Galp conservera 70 emplois dans le parc logistique de Matosinhos, après la fermeture de la raffinerie, et analyse toujours « d’éventuelles solutions de mobilité interne » pour une partie des travailleurs, a indiqué le groupe dans un communiqué.

« Privilégiant les solutions qui permettent le maintien de l’emploi, il est prévu de maintenir environ 70 emplois dans le parc logistique, avec une analyse de tous les processus d’embauche dans l’entreprise en cours », a déclaré Galp, ajoutant que cela se déroule une évaluation de la «possibilité de diriger une partie substantielle des postes vacants en 2021 pour favoriser d’éventuelles situations de mobilité interne et de requalification des compétences».

L’entreprise entend ainsi «intégrer le plus grand nombre de personnes dans d’autres fonctions au sein du groupe Galp, à savoir dans la raffinerie de Sines, ainsi que dans d’autres opportunités sur le marché du travail».

Par ailleurs, « les situations potentielles de retraite pour vieillesse et / ou préretraite par équipe ont été identifiées, et un plan social a également été envisagé avec des conditions substantiellement favorables en cas d’accords de préretraite ou de résiliation d’un commun accord », a-t-il précisé. toujours Galp.

Le groupe a rendu compte de ce plan, suite à la décision de concentrer les activités de raffinage à Sines, après avoir lancé «cette semaine, comme prévu, une série de réunions et de séances de clarification pour partager des informations avec les employés et leurs représentants sur des solutions envisagées pour les populations et des étapes de démantèlement de la raffinerie de Matosinhos ».

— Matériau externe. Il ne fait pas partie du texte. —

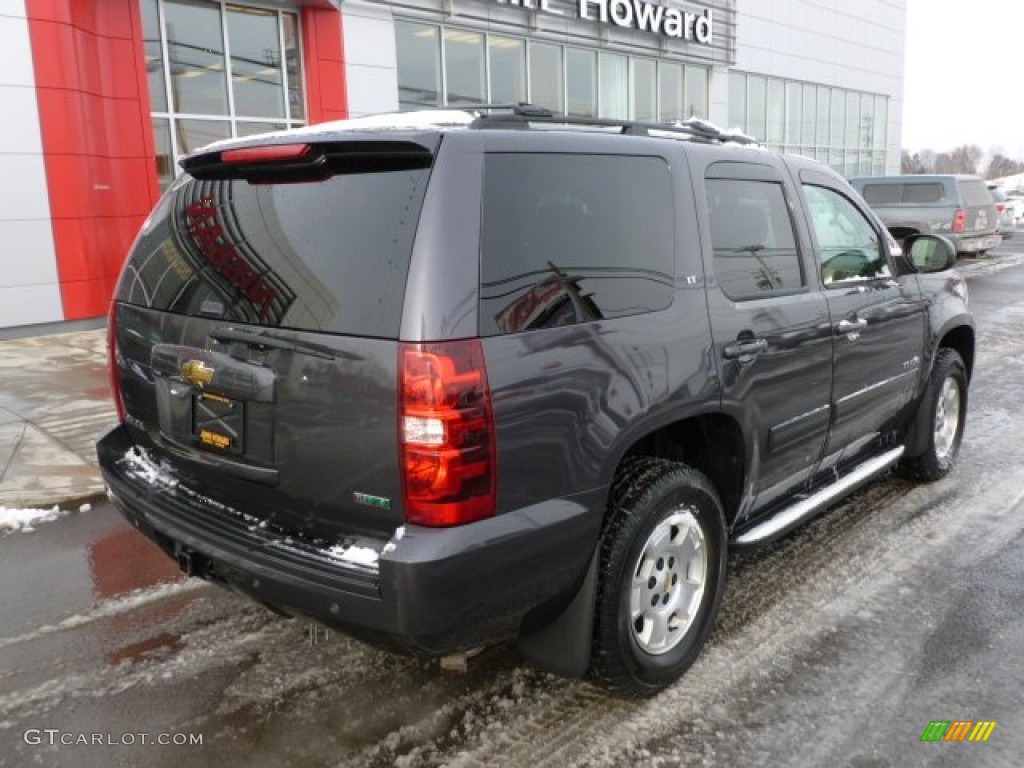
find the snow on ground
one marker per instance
(27, 519)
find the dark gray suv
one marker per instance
(525, 376)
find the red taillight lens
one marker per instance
(268, 154)
(446, 433)
(960, 222)
(112, 357)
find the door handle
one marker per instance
(744, 348)
(851, 327)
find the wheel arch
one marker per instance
(961, 339)
(713, 443)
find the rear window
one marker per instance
(976, 194)
(997, 195)
(329, 255)
(573, 238)
(910, 193)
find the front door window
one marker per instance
(218, 70)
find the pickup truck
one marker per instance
(954, 206)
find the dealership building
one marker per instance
(102, 96)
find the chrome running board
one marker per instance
(788, 517)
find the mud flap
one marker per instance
(563, 645)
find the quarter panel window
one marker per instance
(848, 247)
(569, 239)
(753, 240)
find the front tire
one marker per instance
(662, 577)
(941, 416)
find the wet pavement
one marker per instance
(836, 646)
(54, 401)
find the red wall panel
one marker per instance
(324, 59)
(97, 144)
(97, 140)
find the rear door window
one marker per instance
(883, 195)
(753, 240)
(328, 255)
(923, 194)
(568, 239)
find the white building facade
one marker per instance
(102, 97)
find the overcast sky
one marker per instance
(965, 75)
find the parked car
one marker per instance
(499, 376)
(1005, 208)
(957, 207)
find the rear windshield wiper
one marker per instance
(266, 341)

Selon les informations publiées aujourd’hui, «entre février et mars, des conversations individuelles auront lieu avec les 401 personnes de la raffinerie afin d’identifier les solutions qui semblent réalisables dans chaque cas particulier et la date de mise en œuvre prévue pour celui-ci, garantissant que chacun sera entendu et traité avec le respect et la dignité exigés », a assuré l’entreprise.

Galp a en outre expliqué que « trois grandes étapes séquentielles sont prévues – le déclassement, le déclassement et la décontamination – qui devraient être effectuées sur une période minimale de trois ans ».

Le démantèlement de la raffinerie «aura lieu courant 2021 (jusqu’à fin mars pour la centrale à combustible, jusqu’à fin juin pour les usines d’aromatiques et d’huiles de base et jusqu’à fin décembre pour les services publics) et vise à exempter toutes les unités exigences de procédure pour la présence d’un produit », la même note

Ainsi, le groupe préparera «l’équipement en toute sécurité pour, à partir de 2022, son démantèlement et sa décontamination ultérieure, selon un plan à définir qui résultera des alternatives d’utilisation à identifier».

Mardi, les travailleurs de la raffinerie de Matosinhos ont, à leur tour, déclaré que Galp avait proposé des «correctifs» lors d’une réunion pour discuter des conséquences de la fermeture de l’infrastructure.

Le chef de la Fédération inter-syndicale des industries métallurgique, chimique, électrique, pharmaceutique, cellulosique, papier, graphique, de la presse, de l’énergie et des mines (Fiequimetal), Manuel Bravo, qui a rencontré la Commission syndicale Site-Norte et la direction de Galp , a déclaré à Lusa que l’entreprise « présentera des correctifs », tels que « la possibilité d’intégrer ces travailleurs dans d’autres entreprises du groupe ».

L’entreprise a également souligné la possibilité de donner aux employés «des compétences et une formation afin qu’ils puissent entrer plus facilement sur le marché du travail dans d’autres entreprises» et «de transférer des travailleurs de Matosinhos à Sines», a-t-il déclaré.